Magmatic records of subduction and closure of the Meso-Tethys Ocean in the northern-central Tibetan Plateau

Abstract

The evolution of the Tethys Ocean has received much research attention; however, the timing and subduction mechanisms involved in the closure of the Bangong-Nujiang Meso-Tethys Ocean remain poorly constrained. In this study, we present geological, geochronological, geochemical, and zircon isotopic data from Cretaceous magmatic rocks and combine these with previously published data within the central Bangong-Nujiang suture zone in the north-central Tibetan Plateau. The integrated data update the regional tectonic framework and enable a comprehensive geodynamic model to be developed for the subduction and ocean closure events. In detail, temporal and spatial variations in the Jurassic−Cretaceous magmatism reflect the influence of the northward subduction of the Dongqiao-Amdo oceanic basin and the bidirectional subduction of the Bangong-Nujiang Meso-Tethys oceanic crust. The evolution of the Bangong-Nujiang Meso-Tethys Ocean further involved initial intra-ocean subduction, slab rollback, and flat subduction, as evidenced by two phases of north-south migration of magmatism at ca. 190−160 and 160−130 Ma and a magmatic hiatus at 160−140 Ma.
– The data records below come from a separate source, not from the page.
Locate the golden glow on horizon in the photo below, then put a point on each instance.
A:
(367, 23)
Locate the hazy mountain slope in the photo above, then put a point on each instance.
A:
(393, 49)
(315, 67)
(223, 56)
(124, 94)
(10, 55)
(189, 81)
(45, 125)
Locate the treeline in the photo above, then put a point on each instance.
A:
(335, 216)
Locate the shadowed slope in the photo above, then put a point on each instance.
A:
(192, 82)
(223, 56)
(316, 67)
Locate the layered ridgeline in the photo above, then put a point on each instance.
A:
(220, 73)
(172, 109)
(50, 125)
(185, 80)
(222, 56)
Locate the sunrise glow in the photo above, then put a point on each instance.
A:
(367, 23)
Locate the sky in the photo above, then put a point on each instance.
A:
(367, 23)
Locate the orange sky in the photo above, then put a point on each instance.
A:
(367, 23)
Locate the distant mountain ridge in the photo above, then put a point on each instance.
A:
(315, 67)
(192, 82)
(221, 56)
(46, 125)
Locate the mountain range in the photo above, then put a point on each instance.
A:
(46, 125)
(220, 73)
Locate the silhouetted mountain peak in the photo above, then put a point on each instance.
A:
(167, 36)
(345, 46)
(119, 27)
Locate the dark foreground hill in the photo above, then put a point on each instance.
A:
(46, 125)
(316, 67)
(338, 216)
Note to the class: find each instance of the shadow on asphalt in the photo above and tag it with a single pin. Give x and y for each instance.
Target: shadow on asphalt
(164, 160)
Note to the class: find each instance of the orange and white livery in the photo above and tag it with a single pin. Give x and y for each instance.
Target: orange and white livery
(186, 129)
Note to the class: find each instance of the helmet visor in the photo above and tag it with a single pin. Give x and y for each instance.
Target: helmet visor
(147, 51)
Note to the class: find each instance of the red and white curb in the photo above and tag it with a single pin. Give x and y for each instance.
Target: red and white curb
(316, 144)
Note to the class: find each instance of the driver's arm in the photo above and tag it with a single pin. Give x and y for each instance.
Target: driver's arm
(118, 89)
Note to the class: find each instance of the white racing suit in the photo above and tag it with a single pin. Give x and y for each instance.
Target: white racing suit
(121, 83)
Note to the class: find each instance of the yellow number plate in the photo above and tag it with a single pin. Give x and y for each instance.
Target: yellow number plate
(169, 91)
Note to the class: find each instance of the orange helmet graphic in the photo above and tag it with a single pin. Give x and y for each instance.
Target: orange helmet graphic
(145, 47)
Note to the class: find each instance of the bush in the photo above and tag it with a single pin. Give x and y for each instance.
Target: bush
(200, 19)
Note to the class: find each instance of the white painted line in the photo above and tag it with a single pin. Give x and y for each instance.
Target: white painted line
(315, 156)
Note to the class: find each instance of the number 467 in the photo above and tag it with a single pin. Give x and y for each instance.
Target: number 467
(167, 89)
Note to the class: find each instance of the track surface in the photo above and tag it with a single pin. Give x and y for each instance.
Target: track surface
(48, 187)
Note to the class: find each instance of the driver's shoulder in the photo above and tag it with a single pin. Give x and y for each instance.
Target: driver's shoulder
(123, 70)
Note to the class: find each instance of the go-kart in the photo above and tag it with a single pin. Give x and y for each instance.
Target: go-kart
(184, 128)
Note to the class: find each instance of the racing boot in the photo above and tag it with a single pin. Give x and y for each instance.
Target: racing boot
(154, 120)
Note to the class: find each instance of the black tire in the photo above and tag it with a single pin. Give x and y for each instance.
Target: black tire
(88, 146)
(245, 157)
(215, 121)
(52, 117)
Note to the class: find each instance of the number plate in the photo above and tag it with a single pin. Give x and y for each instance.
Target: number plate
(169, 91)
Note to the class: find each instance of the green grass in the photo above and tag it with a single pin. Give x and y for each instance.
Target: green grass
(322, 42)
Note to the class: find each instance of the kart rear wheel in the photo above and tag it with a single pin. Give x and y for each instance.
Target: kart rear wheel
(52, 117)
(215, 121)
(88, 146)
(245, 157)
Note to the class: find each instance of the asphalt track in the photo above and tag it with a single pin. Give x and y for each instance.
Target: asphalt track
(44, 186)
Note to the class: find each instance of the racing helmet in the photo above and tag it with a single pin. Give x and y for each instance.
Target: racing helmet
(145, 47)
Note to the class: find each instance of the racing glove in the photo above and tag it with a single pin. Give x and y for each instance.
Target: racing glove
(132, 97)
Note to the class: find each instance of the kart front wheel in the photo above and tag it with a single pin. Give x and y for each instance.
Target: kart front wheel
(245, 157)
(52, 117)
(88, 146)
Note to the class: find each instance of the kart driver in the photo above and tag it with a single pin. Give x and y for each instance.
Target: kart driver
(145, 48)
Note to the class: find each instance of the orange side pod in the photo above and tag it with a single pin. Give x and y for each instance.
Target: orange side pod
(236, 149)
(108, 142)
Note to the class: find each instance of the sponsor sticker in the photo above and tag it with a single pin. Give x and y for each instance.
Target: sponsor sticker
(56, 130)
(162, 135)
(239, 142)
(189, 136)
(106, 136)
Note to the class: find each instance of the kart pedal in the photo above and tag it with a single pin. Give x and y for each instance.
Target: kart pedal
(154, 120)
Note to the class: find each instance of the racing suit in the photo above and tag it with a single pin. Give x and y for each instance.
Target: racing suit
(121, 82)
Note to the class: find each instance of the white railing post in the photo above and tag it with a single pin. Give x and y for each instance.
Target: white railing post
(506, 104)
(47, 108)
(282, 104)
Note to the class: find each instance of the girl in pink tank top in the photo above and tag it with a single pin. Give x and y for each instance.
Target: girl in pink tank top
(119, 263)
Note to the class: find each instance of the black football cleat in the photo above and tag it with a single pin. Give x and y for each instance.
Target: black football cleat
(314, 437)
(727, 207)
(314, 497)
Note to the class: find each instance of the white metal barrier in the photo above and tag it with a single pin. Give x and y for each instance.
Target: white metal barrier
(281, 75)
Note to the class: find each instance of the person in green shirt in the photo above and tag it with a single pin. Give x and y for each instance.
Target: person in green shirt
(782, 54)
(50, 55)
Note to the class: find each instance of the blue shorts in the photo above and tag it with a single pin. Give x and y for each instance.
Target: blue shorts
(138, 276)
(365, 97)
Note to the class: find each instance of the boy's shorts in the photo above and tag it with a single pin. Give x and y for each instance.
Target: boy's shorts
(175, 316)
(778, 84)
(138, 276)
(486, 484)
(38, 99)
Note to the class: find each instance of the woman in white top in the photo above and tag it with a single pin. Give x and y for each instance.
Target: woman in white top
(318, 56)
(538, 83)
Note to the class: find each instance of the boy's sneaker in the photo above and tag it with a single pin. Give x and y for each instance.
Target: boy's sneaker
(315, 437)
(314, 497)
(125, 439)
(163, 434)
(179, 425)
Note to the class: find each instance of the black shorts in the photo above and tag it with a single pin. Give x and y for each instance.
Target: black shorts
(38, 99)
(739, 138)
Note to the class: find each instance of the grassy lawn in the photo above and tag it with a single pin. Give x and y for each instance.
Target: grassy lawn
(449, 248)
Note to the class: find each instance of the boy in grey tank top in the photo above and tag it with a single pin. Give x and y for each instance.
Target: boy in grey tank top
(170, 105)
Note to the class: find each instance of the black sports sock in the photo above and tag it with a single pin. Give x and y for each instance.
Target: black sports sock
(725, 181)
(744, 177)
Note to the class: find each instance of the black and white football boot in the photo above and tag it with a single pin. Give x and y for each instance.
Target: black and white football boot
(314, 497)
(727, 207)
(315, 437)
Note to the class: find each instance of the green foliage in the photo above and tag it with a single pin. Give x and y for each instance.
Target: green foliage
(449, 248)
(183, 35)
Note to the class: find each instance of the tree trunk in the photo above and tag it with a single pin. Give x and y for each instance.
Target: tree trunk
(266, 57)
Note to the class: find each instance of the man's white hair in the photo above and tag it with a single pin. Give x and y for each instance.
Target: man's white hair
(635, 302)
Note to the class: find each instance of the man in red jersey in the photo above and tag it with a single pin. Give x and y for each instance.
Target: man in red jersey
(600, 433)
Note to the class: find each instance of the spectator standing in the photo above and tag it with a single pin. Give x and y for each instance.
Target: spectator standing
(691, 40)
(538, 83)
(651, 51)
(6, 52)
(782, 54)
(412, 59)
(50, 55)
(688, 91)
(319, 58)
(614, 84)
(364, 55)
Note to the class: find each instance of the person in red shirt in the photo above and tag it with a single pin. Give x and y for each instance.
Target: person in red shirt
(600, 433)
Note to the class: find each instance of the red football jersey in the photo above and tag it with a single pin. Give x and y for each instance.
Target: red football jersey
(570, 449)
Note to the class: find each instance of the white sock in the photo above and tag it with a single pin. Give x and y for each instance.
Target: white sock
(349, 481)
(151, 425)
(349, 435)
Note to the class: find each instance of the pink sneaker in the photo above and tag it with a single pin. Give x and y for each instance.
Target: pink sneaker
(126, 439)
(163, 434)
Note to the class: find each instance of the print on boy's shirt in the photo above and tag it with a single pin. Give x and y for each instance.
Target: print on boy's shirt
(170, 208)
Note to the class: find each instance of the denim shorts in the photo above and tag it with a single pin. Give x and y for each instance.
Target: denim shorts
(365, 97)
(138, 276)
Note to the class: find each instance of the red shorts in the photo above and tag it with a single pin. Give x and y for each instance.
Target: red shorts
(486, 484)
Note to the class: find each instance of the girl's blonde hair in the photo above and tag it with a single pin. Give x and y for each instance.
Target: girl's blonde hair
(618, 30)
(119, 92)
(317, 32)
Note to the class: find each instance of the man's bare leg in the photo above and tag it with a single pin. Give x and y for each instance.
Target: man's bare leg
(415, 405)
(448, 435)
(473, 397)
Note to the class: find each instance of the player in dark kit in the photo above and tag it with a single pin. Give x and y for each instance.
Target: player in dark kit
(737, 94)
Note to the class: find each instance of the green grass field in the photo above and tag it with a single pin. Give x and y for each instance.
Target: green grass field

The ocean closed during a two-stage process, including the closure of the Dongqiao-Amdo oceanic basin to the north and the Bangong-Nujiang Meso-Tethys Ocean to the south. The Dongqiao-Amdo oceanic basin closed soon after ca. 180 Ma, accompanied by continent-continent collision between the Amdo microcontinent and the South Qiangtang terrane. The Bangong-Nujiang Meso-Tethys Ocean closed at 130−120 Ma, corresponding to a period of waning magmatism. This closure represented complete oceanic closure and caused an arc-continent collisional event involving the Baingoin magmatic arc, the Amdo microcontinent, and the Lhasa terrane. The Lower Cretaceous terrestrial strata and their basal unconformity mark the final closure of the ocean, and the Early Cretaceous ocean islands might have formed before ca. 130 Ma.